Header files, or .h files if you write in C, can lead to some problems with make. In this case, it's common to have header files that contain the prototypes of all of your external functions and data types. Many times, programmers get lazy and put ALL of their prototypes in a single file, which causes them to have to include this file in all of the rest of their source files. The header file becomes a dependency for every file in the project. In this case, the programmer has created a situation where any change to that file requires the entire project to be recompiled. Some times, this is just the nature of the problem at hand, other times, that single header file could be split up into separate files for use in separate modules.
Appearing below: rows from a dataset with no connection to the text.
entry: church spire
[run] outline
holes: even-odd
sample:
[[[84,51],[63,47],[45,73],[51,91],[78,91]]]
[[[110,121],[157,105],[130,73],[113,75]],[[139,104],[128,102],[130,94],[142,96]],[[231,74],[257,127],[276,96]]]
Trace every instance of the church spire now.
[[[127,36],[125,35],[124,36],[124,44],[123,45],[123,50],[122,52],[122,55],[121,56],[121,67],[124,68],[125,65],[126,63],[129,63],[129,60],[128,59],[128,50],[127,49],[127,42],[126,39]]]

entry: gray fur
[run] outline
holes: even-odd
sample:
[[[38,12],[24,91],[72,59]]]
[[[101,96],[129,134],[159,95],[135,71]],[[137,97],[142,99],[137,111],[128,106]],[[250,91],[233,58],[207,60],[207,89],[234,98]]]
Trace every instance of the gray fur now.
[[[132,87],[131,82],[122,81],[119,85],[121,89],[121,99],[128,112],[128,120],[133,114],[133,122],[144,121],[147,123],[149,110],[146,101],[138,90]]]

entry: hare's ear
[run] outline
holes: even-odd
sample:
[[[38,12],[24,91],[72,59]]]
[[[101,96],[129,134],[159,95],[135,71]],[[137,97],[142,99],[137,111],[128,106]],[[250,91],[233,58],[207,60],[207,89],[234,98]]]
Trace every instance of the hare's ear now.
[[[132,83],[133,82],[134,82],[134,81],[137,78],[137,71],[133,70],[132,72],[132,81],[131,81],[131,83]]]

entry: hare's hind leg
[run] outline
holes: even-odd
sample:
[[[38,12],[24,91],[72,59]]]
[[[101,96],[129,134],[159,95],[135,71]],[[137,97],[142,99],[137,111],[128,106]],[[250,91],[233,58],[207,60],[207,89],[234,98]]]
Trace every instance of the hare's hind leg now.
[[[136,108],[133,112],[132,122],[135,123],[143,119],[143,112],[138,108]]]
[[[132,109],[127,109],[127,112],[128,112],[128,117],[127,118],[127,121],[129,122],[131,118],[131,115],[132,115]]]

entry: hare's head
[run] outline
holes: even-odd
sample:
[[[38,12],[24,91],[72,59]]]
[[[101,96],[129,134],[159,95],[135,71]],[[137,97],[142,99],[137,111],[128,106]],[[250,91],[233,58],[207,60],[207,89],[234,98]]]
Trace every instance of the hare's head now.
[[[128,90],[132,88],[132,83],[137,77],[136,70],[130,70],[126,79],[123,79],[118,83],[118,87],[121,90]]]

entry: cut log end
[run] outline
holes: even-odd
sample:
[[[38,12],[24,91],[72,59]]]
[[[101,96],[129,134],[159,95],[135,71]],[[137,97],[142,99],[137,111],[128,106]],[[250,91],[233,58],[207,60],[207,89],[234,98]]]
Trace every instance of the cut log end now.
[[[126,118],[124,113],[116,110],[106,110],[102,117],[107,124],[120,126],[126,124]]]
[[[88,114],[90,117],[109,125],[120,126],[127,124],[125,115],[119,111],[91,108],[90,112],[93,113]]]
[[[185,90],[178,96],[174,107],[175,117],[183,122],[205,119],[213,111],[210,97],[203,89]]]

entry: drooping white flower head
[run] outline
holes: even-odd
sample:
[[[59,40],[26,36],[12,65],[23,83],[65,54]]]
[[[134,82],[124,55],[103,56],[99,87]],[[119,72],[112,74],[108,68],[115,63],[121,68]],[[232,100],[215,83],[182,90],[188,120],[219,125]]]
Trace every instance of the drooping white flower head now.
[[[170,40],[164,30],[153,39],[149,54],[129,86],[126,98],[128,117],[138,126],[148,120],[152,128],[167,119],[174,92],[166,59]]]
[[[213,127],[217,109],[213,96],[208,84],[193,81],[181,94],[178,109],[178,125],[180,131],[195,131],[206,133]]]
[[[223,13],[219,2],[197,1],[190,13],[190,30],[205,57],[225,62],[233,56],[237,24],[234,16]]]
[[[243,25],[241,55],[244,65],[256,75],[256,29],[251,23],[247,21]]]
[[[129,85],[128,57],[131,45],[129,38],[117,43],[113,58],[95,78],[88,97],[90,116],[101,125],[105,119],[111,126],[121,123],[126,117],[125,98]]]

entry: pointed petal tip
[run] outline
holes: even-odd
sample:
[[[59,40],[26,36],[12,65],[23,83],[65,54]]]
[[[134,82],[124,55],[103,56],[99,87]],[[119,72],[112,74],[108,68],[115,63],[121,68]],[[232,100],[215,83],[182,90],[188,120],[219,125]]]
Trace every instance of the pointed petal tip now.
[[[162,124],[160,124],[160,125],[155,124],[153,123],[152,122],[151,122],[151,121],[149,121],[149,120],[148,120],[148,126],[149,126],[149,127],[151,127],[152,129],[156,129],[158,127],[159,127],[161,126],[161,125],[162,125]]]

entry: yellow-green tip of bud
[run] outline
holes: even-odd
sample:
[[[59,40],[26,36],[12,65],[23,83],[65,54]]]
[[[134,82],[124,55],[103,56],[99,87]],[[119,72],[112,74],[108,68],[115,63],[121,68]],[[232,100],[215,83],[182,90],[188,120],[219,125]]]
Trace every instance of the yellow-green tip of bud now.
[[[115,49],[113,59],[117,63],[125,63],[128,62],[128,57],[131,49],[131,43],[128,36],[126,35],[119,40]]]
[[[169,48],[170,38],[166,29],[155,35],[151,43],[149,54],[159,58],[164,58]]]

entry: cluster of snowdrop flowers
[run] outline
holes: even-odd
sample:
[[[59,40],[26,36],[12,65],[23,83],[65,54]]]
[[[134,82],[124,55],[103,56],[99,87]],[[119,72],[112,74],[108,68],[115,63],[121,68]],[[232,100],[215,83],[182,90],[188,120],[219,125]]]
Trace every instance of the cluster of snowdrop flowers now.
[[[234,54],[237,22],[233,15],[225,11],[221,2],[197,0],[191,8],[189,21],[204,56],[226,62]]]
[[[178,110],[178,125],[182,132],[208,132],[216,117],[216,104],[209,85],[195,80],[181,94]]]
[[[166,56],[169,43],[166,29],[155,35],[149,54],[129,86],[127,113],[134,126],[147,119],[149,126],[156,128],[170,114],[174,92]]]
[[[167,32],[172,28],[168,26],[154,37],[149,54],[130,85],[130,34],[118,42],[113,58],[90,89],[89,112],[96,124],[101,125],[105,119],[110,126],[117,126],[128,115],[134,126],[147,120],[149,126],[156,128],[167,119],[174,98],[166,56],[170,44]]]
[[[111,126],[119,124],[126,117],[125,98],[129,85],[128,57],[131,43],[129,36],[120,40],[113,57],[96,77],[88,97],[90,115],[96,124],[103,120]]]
It's quite common for a programmer to use make to provide himself with the luxury of removing all executables and object files from his project, thus necessitating a complete recompile. Typically, a programmer would add a target like this to his Makefile:
clean:
rm *.o main
Then the programmer can simply type “make clean” and get a completely clean slate. Similarly, it's common to have an “install” target so that an end user can type “make install” and have the software automatically installed for them.
As you can see, the make utility is a wonderful time saver. It can help a programmer ensure that the files that need to be recompiled, are recompiled, and that only those files that need to be recompiled, are recompiled. This article wasn't as detailed as the previous two in this series, but I hope this artciel rounds out our discussion of the compilation process.